Thursday, August 12, 2004
E.J. Dionne makes no bones about where he stands politically.
"I have to admit I'm a French-Canadian, Massachusetts liberal," the nationally syndicated political columnist said. "That's really tough these days."
The crowd at Centennial Hall in Steamboat Springs didn't seem to mind Thursday, when Dionne spoke about the polarization of the American electorate to an audience of more than 250 people. Dionne, who has spent the past 14 years writing for The Washington Post, was the featured speaker for the summer's third Seminars at Steamboat discussion.
Mixing humor and anecdotes into his discussion, Dionne gave the standing-room-only audience his views on the increased polarization of politics and the need to unify the country.
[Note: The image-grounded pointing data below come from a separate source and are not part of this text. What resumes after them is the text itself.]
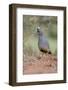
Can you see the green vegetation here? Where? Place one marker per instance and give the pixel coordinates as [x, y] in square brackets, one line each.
[48, 25]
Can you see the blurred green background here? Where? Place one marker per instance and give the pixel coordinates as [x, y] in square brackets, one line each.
[48, 25]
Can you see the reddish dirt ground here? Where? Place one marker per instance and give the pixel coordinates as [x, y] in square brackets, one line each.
[40, 65]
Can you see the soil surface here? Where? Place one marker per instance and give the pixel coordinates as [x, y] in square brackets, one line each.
[40, 65]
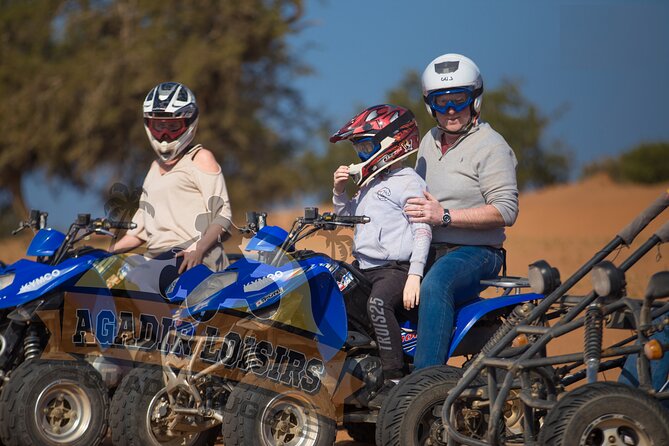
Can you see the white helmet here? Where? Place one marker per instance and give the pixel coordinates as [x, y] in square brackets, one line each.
[170, 118]
[452, 72]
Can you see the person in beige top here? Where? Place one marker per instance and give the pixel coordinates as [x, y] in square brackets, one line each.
[184, 206]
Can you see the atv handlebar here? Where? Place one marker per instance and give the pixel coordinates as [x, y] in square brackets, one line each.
[629, 232]
[312, 217]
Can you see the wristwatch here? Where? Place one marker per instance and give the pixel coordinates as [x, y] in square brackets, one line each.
[446, 218]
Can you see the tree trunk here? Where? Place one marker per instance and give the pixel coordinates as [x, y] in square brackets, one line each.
[13, 182]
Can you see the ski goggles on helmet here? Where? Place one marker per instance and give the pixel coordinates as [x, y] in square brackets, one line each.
[458, 99]
[166, 129]
[365, 147]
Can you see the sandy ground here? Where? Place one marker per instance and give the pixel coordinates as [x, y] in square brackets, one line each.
[565, 225]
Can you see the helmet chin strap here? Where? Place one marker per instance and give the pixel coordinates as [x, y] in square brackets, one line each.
[465, 128]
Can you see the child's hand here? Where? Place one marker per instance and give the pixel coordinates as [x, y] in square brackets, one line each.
[340, 179]
[412, 291]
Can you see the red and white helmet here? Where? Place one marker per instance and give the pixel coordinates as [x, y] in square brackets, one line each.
[381, 135]
[170, 118]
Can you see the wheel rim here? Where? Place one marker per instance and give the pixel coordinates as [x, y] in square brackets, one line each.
[429, 429]
[158, 418]
[513, 413]
[615, 429]
[63, 411]
[289, 420]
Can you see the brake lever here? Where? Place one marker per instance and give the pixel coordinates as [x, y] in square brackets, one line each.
[104, 232]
Unification may be difficult as long as the conservative agenda continues to drift further to the right, Dionne said. That push to the right has had the effect of moving moderates right, too.
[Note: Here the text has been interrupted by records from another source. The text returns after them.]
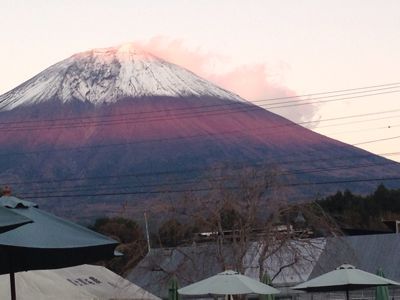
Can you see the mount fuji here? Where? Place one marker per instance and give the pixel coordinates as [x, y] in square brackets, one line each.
[118, 125]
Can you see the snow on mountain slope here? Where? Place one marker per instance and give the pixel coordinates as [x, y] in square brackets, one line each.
[106, 75]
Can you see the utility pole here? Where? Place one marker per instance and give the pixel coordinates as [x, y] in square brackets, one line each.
[147, 233]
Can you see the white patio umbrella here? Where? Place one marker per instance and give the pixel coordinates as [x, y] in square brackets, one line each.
[344, 278]
[227, 283]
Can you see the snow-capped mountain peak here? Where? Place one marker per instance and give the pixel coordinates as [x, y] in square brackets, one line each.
[106, 75]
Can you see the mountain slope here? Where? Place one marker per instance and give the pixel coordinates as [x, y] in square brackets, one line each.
[113, 125]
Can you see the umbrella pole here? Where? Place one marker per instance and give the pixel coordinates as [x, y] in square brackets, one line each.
[12, 286]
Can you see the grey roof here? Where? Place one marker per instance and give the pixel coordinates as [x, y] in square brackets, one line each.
[366, 252]
[306, 259]
[191, 264]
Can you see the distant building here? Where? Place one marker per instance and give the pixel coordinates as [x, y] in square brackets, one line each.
[306, 259]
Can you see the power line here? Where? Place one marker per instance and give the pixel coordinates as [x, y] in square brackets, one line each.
[380, 179]
[244, 108]
[191, 181]
[212, 134]
[227, 103]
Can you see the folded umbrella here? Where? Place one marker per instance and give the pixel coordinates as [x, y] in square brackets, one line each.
[10, 220]
[49, 242]
[227, 283]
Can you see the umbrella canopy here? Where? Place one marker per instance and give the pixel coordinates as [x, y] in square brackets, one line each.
[10, 220]
[83, 282]
[227, 283]
[173, 287]
[49, 242]
[381, 292]
[344, 278]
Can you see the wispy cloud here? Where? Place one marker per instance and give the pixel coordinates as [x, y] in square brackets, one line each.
[250, 81]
And no group has suffered more as a result of the conservative push than Democrats and others on the left end of the political spectrum, many of whom find themselves in a perpetual identity crisis, Dionne said.
"Democrats suffer in two ways from their (ideological) argument over moving further to the left or more to the center," Dionne said. For one, they always appear to be opportunistic when it comes to taking a particular side of an issue.
"By contrast, the Bush administration and the Republican Party seem to know what they stand for, or at least pretend to," he said.
Stuck in the middle are frustrated moderates, many of whom resent the increasingly conservative agenda of the Bush administration, in particular, and the polarization of politics, in general.
Dionne offered several reasons for the polarization, including redistricting efforts that have had the effect of establishing homogenous voting blocs.
"You have real politics in a very few number of districts in the country," Dionne said.
The Florida controversy during the 2000 presidential election also contributed to political polarization, Dionne said.
President Bush had several opportunities to soften the widening gap between political divisions. Perhaps his biggest opportunity came in the aftermath of the Sept. 11, 2001, terrorist attacks. Republican and Democratic lawmakers who never before got along or even spoke to one another were successful in passing bipartisan legislation.
That bipartisan spirit quickly disappeared when Republicans used the 2002 homeland security bill as a political tool, Dionne said.
Polarization has left a smaller number of undecided voters than is typical for a presidential election, though Dionne thinks there remains a significant number of moderates and independents uncomfortable with the direction of the country under Bush.
If those voters turn to Massachusetts Sen. John Kerry, the result could be an opportunity to end the widening rift between political factions.
But to do so, Kerry must reach out to moderate Republicans in Congress -- people such as Sen. John McCain, Dionne said.